The Chamber however is hardly alone. Other groups with patriotic-sounding names and tax designations to avoid disclosure have sprung up under the leadership of longtime political party operatives.  Labor unions are struggling to compete with the treasury funds of big business, but are using their own significant but more limited resources.  Unions have also been perfectly willing to hide their involvement with independent expenditures groups when they thought it to their advantage. 

Who knows if they are keeping up, since current laws weren’t structured to deal with this new lay of the land?

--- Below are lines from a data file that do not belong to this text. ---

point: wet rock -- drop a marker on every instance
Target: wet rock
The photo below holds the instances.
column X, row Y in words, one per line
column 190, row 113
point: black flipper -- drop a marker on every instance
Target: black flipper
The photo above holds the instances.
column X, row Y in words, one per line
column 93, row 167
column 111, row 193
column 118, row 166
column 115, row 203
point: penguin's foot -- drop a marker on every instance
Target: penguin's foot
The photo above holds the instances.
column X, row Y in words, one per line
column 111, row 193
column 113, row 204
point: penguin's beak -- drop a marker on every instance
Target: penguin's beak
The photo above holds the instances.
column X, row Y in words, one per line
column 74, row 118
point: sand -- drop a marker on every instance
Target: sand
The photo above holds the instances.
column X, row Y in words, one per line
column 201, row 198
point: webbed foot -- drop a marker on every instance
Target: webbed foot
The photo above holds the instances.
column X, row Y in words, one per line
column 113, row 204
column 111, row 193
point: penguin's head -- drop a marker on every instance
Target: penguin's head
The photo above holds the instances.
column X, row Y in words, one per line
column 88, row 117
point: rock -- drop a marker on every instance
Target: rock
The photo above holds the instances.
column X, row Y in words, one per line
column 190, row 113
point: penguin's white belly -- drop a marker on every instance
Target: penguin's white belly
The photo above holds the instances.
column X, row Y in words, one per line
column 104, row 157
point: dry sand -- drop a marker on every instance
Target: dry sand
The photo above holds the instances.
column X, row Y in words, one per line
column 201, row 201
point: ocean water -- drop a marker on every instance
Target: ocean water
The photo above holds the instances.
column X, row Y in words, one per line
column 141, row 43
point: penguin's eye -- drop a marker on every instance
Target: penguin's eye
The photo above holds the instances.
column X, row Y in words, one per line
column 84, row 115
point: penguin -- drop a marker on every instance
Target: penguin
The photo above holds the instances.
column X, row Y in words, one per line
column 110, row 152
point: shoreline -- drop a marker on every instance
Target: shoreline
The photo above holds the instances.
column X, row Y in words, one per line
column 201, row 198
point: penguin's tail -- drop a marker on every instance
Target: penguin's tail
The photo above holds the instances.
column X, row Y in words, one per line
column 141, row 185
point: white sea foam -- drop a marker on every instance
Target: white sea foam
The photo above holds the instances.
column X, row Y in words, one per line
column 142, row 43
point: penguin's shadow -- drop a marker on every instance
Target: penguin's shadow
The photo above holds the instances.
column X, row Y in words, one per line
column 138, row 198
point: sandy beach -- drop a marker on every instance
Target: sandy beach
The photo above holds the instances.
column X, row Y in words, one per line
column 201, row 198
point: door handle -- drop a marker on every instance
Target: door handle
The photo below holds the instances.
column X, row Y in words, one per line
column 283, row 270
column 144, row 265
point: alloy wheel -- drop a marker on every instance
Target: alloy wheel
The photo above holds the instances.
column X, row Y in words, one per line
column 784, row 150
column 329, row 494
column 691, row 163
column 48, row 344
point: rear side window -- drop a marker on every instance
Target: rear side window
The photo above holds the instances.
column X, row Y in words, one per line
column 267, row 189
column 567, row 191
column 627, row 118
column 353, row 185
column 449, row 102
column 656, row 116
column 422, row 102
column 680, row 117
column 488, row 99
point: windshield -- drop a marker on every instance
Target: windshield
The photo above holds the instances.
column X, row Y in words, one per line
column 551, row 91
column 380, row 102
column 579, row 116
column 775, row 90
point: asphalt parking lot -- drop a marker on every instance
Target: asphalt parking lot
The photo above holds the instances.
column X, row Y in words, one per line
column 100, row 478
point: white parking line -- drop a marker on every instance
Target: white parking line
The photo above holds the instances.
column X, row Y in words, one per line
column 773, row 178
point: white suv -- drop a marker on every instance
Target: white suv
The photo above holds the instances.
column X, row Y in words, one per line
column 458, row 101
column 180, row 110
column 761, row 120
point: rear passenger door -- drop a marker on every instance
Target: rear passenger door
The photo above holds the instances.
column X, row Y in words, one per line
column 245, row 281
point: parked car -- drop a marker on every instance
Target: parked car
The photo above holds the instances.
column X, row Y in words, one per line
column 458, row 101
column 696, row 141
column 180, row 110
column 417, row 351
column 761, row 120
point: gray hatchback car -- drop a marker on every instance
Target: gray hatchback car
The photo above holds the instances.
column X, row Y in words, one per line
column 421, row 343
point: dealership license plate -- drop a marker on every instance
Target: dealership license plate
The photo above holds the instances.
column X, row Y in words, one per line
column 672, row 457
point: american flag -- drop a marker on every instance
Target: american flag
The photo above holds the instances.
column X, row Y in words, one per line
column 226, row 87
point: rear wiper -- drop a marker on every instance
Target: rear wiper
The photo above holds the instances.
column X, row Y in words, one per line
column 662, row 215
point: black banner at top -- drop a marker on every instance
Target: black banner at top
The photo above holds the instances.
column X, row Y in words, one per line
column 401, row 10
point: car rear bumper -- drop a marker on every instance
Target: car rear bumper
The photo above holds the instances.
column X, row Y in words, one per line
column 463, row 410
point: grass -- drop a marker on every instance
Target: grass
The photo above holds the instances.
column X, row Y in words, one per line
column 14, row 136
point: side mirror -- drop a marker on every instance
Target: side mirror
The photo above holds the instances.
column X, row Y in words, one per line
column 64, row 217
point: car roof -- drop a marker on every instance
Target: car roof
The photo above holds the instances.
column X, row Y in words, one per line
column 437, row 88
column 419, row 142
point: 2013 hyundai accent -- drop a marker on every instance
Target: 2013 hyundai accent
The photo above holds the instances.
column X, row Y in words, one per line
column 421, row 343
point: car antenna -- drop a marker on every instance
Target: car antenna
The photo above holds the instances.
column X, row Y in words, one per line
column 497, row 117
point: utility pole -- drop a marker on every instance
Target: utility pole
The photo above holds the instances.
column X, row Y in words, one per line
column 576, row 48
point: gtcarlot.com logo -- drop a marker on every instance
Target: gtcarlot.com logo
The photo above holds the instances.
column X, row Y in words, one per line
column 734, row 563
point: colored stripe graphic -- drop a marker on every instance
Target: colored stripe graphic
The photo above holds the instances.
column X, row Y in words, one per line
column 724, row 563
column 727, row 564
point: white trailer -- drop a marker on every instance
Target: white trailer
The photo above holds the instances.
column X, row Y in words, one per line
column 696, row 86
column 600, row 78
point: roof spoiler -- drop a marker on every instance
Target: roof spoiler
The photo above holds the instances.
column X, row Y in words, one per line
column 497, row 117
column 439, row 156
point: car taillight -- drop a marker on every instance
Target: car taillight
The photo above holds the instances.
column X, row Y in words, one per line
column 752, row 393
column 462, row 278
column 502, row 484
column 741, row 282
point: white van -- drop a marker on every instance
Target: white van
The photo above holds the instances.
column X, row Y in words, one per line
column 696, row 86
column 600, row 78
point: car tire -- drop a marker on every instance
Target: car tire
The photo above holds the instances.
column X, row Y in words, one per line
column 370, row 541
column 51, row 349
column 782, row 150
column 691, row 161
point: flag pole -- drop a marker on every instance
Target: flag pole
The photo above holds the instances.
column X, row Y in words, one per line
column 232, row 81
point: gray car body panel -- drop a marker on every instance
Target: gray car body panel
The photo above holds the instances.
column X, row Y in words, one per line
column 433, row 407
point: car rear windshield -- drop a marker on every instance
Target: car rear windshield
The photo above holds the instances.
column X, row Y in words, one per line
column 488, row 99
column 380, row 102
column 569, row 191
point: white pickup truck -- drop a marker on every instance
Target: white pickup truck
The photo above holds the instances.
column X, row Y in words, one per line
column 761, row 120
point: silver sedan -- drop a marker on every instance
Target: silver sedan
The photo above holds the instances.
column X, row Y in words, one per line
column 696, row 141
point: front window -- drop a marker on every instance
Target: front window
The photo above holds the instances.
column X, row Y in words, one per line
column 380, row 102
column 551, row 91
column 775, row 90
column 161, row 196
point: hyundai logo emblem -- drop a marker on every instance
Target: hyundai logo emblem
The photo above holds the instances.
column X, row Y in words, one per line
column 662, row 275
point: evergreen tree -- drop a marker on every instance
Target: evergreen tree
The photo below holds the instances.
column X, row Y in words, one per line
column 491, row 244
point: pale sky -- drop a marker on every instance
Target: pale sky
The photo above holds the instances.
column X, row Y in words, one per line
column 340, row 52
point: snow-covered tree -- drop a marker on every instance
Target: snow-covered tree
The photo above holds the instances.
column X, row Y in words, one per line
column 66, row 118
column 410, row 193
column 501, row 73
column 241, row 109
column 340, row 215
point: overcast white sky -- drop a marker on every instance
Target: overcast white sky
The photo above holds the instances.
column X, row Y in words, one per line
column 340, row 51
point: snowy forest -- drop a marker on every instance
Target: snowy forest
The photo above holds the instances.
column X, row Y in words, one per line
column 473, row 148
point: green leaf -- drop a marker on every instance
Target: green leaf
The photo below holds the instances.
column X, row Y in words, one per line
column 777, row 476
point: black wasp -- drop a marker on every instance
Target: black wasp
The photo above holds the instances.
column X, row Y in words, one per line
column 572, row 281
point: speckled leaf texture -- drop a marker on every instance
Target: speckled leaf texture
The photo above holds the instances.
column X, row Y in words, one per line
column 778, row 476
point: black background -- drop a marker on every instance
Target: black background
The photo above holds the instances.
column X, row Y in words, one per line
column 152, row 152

The latest one-vote loss to break a Republican filibuster of the DISCLOSE Act need not be the end of this effort to provide the transparency the Supreme Court itself supported in its Citizens United decision.  The provisions to require disclosure of corporate and union treasury funds spent to affect federal elections are critically important and go to the heart of our democratic process.  Senators should face a vote in the lame duck on a revised version which focuses solely on disclosure and drops provisions which have been mischaracterized and exploited by the bill’s opponents, such as the language to put new restrictions on government contractors.  It will be that much harder for politicians to vote against a bill that asks for nothing more than the identities of those funneling big money to elect or unseat Members of Congress.   The endless attack ads of election season will still be fresh in the minds of Americans when their elected representatives will be asked to vote on whether those paying to run the ads should have to own up to them.  It seems a simple question and it is a roll call vote that voters will remember.

Meredith McGehee is the policy director of the Campaign Legal Center and has advocated for campaign finance reforms for more than twenty years. She also heads McGehee Strategies, a public interest consulting business.